Everyone Brave is Forgiven by Chris Cleave

Set in England, France and Malta during World War II, Chris Cleave’s Everyone Brave is Forgiven introduces four likeable, amusing characters and puts them through hell.

Mary is a socialite turned teacher and ambulance driver with an irrepressible quest for fairness. Tom, her boss and lover, is an earnest education administrator. Hilda is Mary’s hilarious but awkward best friend. Alistair, Tom’s best friend, is an art conservator for the Tate turned voluntary soldier and jam fancier. The two sets of young friends would never have met if it weren’t for the war, and their story evokes the unrelenting uncertainty that prevails during wartime, giving an unsettling insight into the terrors experienced by those who served in WWII or lived through The Blitz in London.

It is also a troubling reminder that many people continue to live in war-torn countries today.

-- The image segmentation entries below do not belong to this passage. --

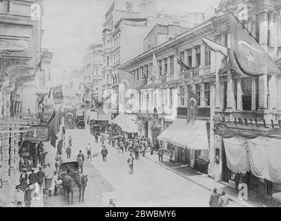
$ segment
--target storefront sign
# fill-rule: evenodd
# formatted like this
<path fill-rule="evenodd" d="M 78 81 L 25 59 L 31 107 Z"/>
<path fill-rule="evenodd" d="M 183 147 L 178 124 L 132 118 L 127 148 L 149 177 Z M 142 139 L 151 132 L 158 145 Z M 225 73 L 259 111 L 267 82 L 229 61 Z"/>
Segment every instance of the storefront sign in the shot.
<path fill-rule="evenodd" d="M 25 141 L 32 142 L 48 141 L 49 129 L 47 126 L 33 126 L 26 135 Z"/>

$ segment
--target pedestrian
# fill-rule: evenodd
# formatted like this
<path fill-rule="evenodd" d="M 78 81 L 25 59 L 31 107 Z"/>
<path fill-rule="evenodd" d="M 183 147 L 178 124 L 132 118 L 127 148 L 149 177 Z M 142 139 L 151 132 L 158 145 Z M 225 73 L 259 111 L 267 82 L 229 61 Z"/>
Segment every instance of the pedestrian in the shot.
<path fill-rule="evenodd" d="M 66 157 L 68 159 L 70 158 L 71 156 L 71 147 L 68 146 L 66 150 Z"/>
<path fill-rule="evenodd" d="M 42 167 L 39 167 L 39 171 L 37 172 L 37 182 L 40 186 L 40 191 L 42 189 L 42 184 L 44 182 L 45 173 L 42 171 Z"/>
<path fill-rule="evenodd" d="M 106 155 L 108 154 L 108 152 L 107 151 L 107 149 L 106 148 L 105 145 L 102 146 L 102 149 L 101 149 L 101 155 L 102 155 L 102 160 L 104 162 L 106 162 Z"/>
<path fill-rule="evenodd" d="M 71 137 L 71 134 L 70 134 L 68 137 L 68 145 L 69 146 L 72 145 L 72 137 Z"/>
<path fill-rule="evenodd" d="M 116 207 L 116 204 L 113 202 L 113 199 L 109 200 L 109 204 L 107 207 Z"/>
<path fill-rule="evenodd" d="M 129 173 L 133 173 L 133 166 L 134 165 L 134 157 L 132 153 L 130 153 L 129 157 L 127 160 L 128 164 L 129 165 Z"/>
<path fill-rule="evenodd" d="M 213 193 L 211 195 L 210 200 L 209 202 L 209 204 L 210 207 L 220 207 L 220 194 L 217 193 L 217 189 L 215 188 L 213 189 Z"/>
<path fill-rule="evenodd" d="M 17 185 L 16 191 L 14 195 L 14 206 L 16 207 L 22 207 L 24 202 L 24 192 L 22 191 L 21 185 Z"/>
<path fill-rule="evenodd" d="M 104 139 L 104 135 L 101 135 L 101 145 L 104 145 L 104 140 L 105 140 L 105 139 Z"/>
<path fill-rule="evenodd" d="M 25 192 L 28 188 L 28 173 L 26 173 L 26 169 L 22 169 L 22 173 L 19 177 L 19 184 L 21 186 L 21 190 Z"/>
<path fill-rule="evenodd" d="M 32 201 L 32 184 L 29 184 L 28 189 L 24 193 L 24 204 L 26 207 L 30 207 Z"/>
<path fill-rule="evenodd" d="M 37 149 L 35 149 L 34 153 L 32 155 L 32 160 L 33 160 L 33 167 L 37 168 L 38 164 L 38 153 Z"/>
<path fill-rule="evenodd" d="M 37 182 L 38 177 L 37 175 L 35 173 L 34 169 L 31 169 L 31 173 L 28 175 L 29 184 L 32 185 L 32 188 L 35 186 L 35 184 Z"/>
<path fill-rule="evenodd" d="M 55 167 L 57 171 L 59 169 L 59 165 L 61 164 L 61 156 L 57 153 L 57 156 L 55 157 Z"/>
<path fill-rule="evenodd" d="M 162 147 L 160 146 L 160 148 L 158 150 L 158 156 L 159 156 L 159 161 L 161 161 L 163 162 L 163 155 L 164 155 L 164 150 Z"/>
<path fill-rule="evenodd" d="M 86 151 L 87 151 L 88 159 L 92 160 L 92 155 L 91 155 L 92 148 L 90 147 L 90 143 L 88 144 L 88 146 L 86 148 Z"/>
<path fill-rule="evenodd" d="M 170 160 L 169 160 L 169 162 L 172 162 L 173 163 L 173 151 L 172 150 L 170 150 Z"/>
<path fill-rule="evenodd" d="M 220 207 L 227 207 L 229 206 L 229 198 L 225 194 L 225 191 L 222 192 L 222 195 L 220 197 Z"/>

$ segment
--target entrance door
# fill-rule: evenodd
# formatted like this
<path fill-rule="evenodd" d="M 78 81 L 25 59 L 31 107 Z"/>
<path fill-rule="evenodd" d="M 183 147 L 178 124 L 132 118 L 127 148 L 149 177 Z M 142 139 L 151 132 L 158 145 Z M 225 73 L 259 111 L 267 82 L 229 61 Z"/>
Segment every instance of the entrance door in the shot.
<path fill-rule="evenodd" d="M 229 179 L 231 178 L 231 171 L 227 167 L 226 155 L 223 142 L 222 142 L 222 180 L 228 182 Z"/>

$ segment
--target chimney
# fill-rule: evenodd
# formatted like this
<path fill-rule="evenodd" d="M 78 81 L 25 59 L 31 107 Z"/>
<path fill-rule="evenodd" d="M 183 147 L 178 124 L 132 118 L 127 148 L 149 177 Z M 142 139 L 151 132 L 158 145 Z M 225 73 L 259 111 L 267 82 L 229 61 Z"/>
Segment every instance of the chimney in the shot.
<path fill-rule="evenodd" d="M 127 9 L 128 17 L 133 17 L 133 2 L 126 1 L 126 8 Z"/>

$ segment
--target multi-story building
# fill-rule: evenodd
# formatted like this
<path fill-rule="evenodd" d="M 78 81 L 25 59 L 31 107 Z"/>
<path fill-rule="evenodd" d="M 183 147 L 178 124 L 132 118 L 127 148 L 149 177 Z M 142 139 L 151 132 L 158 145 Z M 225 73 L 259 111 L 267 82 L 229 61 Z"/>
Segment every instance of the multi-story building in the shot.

That anyone anywhere should experience the violent death of a friend mid-conversation, or helplessly witness a stranger’s painful demise, is horrifying – to the reader and evidently also to Cleave.

As ever, issues of race, class, and gender politics influence Cleave’s storyline. His depictions of European race relations, particularly between American minstrels and the London public, are distressing. Cleave confronts the reader again and again with the racist vernacular of the day.

It is perhaps the failure of basic civility and compassion outside the active war zones, and all that their absence signifies, that is the most heartrending element of this book, all the more so given how little things have actually changed since then.

Cleave has said that Everyone Brave is Forgiven was inspired by his grandparents’ wartime activities. Yet they weren’t inclined to dwell on that time, and the book is a gentle yet persistent inquiry into the moral imperatives and purpose of stoicism. The effects of war on personal and cultural identity, and mind and body, are not glossed over. However, these issues are woven through an absorbing plot that is laced with humour and an appreciation for the ridiculous reminiscent of P.G. Wodehouse and Evelyn Waugh.